AUTOMOTIVE TIPS-CAR CARE TIPS FOR LONGER CAR LIFE, BETTER GAS MILEAGE & PEACE OF MIND!
- Check your oil at every fill up and change your oil every 3,000-5,000 miles. No oil or thinned oil can cause engine failure (rebuilds or engine swaps are expensive!).
- Rotate your tires every other oil change and keep them properly inflated. This will help insure a smooth ride, your tires will last longer and it will help your gas mileage!
- Your fuel filter is the #1 forgotten maintenance item. Replace it as the maintenance schedule for your vehicle dictates!
- Air filters become clogged! Keep an eye on yours!
- Keep your battery cables clean and tight! Corroded/loose cables can cause your vehicle not to start and/or other electrical problems.
- Check your coolant level. Low coolant can cause overheating (blowing important gaskets) and can also cause your heater not to work properly. NEVER OPEN A HOT RADIATOR!!
- Timing/Serpentine belts-have them checked on a regular basis! A replacement can avoid breakage. If your timing belt brakes, it can lock up your engine and possibly bend valves, causing engine failure.
- Check under your vehicle periodically. Any fluid leaking onto the ground can be the first sign of trouble. See your mechanic for a diagnosis quickly! Fluids are the lifeblood of your vehicle!
Winter Driving Tips
For those who experience a winter season, this time of year can be beautiful. But while a snow-covered landscape makes for some terrific photo opportunities, it can be one of the most treacherous times of year for drivers.
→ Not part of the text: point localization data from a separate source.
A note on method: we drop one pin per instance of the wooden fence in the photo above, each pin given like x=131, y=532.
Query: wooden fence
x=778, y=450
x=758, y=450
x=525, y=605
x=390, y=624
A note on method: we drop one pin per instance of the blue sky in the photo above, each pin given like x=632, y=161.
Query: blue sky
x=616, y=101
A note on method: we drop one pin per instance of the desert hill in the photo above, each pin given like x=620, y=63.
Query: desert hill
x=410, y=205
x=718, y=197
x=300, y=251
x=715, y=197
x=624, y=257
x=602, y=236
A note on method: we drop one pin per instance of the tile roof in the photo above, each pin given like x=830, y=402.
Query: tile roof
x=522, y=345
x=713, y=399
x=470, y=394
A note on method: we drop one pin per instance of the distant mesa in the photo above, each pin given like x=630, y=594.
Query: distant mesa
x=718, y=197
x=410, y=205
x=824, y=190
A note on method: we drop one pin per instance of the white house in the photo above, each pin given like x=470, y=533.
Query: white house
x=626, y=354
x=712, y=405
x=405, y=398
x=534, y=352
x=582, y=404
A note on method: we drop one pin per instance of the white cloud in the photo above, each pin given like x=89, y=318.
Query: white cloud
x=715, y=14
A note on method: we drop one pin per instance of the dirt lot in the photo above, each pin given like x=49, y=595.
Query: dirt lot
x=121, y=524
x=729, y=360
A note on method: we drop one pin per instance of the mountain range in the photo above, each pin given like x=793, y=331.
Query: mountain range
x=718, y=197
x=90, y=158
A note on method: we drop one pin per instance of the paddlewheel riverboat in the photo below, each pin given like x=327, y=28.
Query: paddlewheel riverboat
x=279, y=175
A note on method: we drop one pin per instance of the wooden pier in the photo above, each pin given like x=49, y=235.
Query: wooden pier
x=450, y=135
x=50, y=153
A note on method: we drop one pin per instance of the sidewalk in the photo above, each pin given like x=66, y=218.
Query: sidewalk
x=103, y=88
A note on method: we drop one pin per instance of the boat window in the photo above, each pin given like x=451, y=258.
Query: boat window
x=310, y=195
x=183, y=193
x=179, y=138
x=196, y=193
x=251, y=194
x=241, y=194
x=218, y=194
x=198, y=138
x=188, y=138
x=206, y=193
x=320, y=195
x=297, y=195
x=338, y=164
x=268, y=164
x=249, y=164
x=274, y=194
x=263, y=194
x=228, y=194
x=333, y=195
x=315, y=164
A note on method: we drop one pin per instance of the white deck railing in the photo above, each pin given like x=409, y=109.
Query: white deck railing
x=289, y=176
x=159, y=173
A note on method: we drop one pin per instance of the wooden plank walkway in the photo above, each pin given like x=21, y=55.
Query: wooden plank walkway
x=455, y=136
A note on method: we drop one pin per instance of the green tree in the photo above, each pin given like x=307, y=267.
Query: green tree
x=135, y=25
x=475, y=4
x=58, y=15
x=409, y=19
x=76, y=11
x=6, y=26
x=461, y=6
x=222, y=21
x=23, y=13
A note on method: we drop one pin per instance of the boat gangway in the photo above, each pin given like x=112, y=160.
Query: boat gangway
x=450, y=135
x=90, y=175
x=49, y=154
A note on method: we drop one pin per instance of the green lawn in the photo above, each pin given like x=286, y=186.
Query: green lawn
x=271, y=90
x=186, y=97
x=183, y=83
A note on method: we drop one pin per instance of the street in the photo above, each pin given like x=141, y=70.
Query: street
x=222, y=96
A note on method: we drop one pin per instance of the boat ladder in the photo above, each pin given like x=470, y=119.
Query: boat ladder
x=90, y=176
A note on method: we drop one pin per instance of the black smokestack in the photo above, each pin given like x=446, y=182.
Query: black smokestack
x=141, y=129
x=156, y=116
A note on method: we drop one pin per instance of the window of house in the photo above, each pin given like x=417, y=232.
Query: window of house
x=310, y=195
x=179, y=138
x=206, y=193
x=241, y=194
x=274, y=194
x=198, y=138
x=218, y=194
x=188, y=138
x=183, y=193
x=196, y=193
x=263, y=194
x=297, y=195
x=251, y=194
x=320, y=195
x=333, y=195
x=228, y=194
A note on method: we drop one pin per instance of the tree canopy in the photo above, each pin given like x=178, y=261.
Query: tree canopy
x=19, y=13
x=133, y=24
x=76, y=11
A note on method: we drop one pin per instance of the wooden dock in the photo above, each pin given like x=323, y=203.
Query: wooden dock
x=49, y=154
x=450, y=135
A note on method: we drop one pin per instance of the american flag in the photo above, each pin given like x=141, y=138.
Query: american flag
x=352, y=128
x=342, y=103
Ice, snow, sleet and wind are just some of the weather variables present throughout the winter – leaving many drivers unsure of how to navigate wintry roads. To stay safe, it’s important to heed some winter-driving tips.
Slow down. This is one of the most important pieces of advice you can get. Keep in mind that the speed limits posted are advisories for dry road conditions, and you should knock off a couple MPH when on treacherous roads, or when visibility is impaired.
Know road conditions. Keep abreast of the weather by tuning into weather reports. Also, some areas post advisories on digital signs along the roadway, often telling drivers to tune into a specific AM radio station for more information. Knowing what you’re up against on the roads can help you make safer decisions when venturing out.
Leave room; look ahead. Reaction time and stopping ability can be inhibited by slippery roadways. Therefore, always keep an eye on what’s going on ahead of you, being especially cautious for tow trucks and snow plows. Also, maintain a greater space cushion between your car and those in front of you. Should someone lose control or stop suddenly ahead, you will have more time to adjust to the situation. Remember that trucks have an even longer reaction time, so don’t cut off any.
Allow extra time. If you’re feeling rushed to make it to an appointment or work, you may inadvertently speed up and risk an accident. Leave plenty of time to go to and from your destinations.
Maintain visibility. Clear snow and ice from your windshield, windows and from the head and taillights. You want to ensure you can see fairly well and can easily be seen by other motorists. Be sure that wipers are in good working condition so they can clean snow and melting precipitation from the windshield. Remember to shut the wipers off before turning off the vehicle. If not, your wipers could freeze to the windshield and you’ll burn out the wiper motor when the blades try to return to the rest position the next time you start your car.
Get an auto checkup. Key areas to check include: coolant levels; washer and transmission fluids; battery; keep a full gas tank; and carry a phone and emergency supplies.
Take a Practice Run
Test your car’s handling in snow. Find an empty, snow-covered parking lot. Skid intentionally by slamming on the brakes, and practice regaining control of the vehicle.
If you are skidding, keep your foot off the brake and steer until you regain control. Once you’ve recovered from the skid, gently apply the brakes. If you are behind someone in a skid, drive straight and slow down. Don’t attempt to pass the vehicle.
If you’re in a spin out, apply the brakes hard and hold them to slow down the car. If you get stuck in snow, straighten the wheels and accelerate slowly. This will prevent spinning the tires, which will only put more snow behind your car.